Un décès frappe rarement comme on l’attend. Il bouleverse, désorganise, repousse les repères. Chacun avance dans ce chaos à sa façon, mais certaines étapes, bien que vécues différemment, jalonnent souvent le chemin du deuil. Savoir les reconnaître, c’est déjà se donner une chance de traverser la tempête et, un jour, reprendre pied.
L’étape du déni
Le choc frappe d’abord comme une vague : l’information n’entre pas, ou mal. Le déni s’installe. Le cerveau, saturé, refuse la réalité. On se surprend à garder la chambre intacte, à dresser un couvert de plus, à espérer entendre la clé tourner dans la porte. Cette période, parfois brève, parfois longue, dure souvent jusqu’aux premiers rituels, funérailles, adieux, ou jusqu’au moment où l’on est confronté, par exemple, à ces plaques funéraires le coq funéraire qui rendent la perte tangible.
L’étape de la colère
Vient ensuite la révolte. Quand le déni cède, la colère surgit : contre soi, contre l’injustice, contre les circonstances ou même contre le défunt. L’ambivalence est là, palpable. Certains se taisent, d’autres s’emportent. Voici comment cette tension peut se manifester :
- Silence obstiné
- Colère explosive
- Crises d’emportement
Souvent, ce tumulte intérieur monte alors que l’organisation des obsèques bat son plein. La douleur s’aiguise au contact d’un détail concret, la fabrication d’une plaque funéraire, par exemple, et le sentiment d’injustice s’installe. Peu à peu, cette colère laisse place à la tristesse, parfois en passant par une phase de négociation intérieure. On refait le film, on tente de donner un sens, on s’accroche à l’idée qu’il reste encore quelque chose à faire ou à comprendre. Face à cette épreuve, certaines personnes trouvent un apaisement temporaire dans des solutions comme le CBD, cherchant à atténuer l’intensité du chagrin qui déborde.

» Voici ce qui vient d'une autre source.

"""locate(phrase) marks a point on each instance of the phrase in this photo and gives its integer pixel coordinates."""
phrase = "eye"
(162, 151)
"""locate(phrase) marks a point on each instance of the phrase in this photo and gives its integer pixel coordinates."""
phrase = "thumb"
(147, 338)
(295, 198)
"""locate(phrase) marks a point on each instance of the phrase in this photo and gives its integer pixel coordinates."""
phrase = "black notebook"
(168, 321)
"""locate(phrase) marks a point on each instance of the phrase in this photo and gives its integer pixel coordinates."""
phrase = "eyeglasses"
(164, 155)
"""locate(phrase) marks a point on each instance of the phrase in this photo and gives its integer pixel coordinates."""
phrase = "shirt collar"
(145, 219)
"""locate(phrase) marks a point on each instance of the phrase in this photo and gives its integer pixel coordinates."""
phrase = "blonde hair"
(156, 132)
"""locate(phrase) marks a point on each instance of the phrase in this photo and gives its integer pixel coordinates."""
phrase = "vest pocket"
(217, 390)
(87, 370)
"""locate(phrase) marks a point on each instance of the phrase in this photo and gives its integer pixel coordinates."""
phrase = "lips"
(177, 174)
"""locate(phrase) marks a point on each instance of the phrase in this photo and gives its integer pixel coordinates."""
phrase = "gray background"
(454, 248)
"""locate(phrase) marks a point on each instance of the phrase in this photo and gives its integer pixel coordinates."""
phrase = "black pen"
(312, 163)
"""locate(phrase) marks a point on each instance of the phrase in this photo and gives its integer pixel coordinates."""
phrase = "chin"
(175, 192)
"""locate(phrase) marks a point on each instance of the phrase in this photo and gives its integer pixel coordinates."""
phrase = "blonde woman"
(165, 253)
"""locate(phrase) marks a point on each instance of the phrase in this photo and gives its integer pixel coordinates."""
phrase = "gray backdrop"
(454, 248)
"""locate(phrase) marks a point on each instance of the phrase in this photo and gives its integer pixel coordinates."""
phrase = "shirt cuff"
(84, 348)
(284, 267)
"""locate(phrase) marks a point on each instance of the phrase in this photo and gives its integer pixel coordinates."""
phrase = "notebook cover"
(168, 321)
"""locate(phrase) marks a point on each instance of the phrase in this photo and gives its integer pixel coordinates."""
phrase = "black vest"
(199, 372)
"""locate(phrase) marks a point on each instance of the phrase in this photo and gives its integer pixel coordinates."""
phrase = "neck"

L’étape de la tristesse et de la dépression
Quand la réalité s’impose, la tristesse devient lourde, pesante. L’absence s’installe, irréversible, et le corps tout entier accuse le coup : fatigue, repli, perte d’élan. La dépression n’est pas un échec, mais un passage obligé pour assimiler la perte. Dans ces moments, le soutien de l’entourage compte plus que jamais. Quelques mots, une présence silencieuse, peuvent être le fil ténu qui empêche de sombrer. S’entourer, accepter de ne pas tout porter seul, devient alors un acte de résistance.
L’étape de la résignation
Puis vient le temps où l’on cesse de vouloir revenir en arrière. On comprend, sans vraiment l’accepter encore, que l’ancien équilibre ne reviendra pas. La personne endeuillée commence à poser un regard neuf sur le présent et à envisager, timidement, la suite. Les souvenirs restent, mais ils cessent d’entraver chaque pas.
L’étape de la reconstruction
Enfin, la vie reprend sa place, autrement. L’acceptation de la perte s’installe, non comme un renoncement, mais comme la possibilité d’un nouveau départ. On sort de l’isolement, on retisse des liens, on retrouve peu à peu l’envie de s’investir, de sourire, de faire des projets. L’énergie revient, différente mais bien réelle, signe que le deuil, sans disparaître, a cessé de dicter sa loi.
Le deuil ne se laisse pas apprivoiser sur commande, mais il dessine, à force de patience, des lendemains possibles. Marcher avec son absence, c’est aussi apprendre à vivre avec ce qui reste et, parfois, découvrir un nouvel élan là où l’on croyait tout avoir perdu.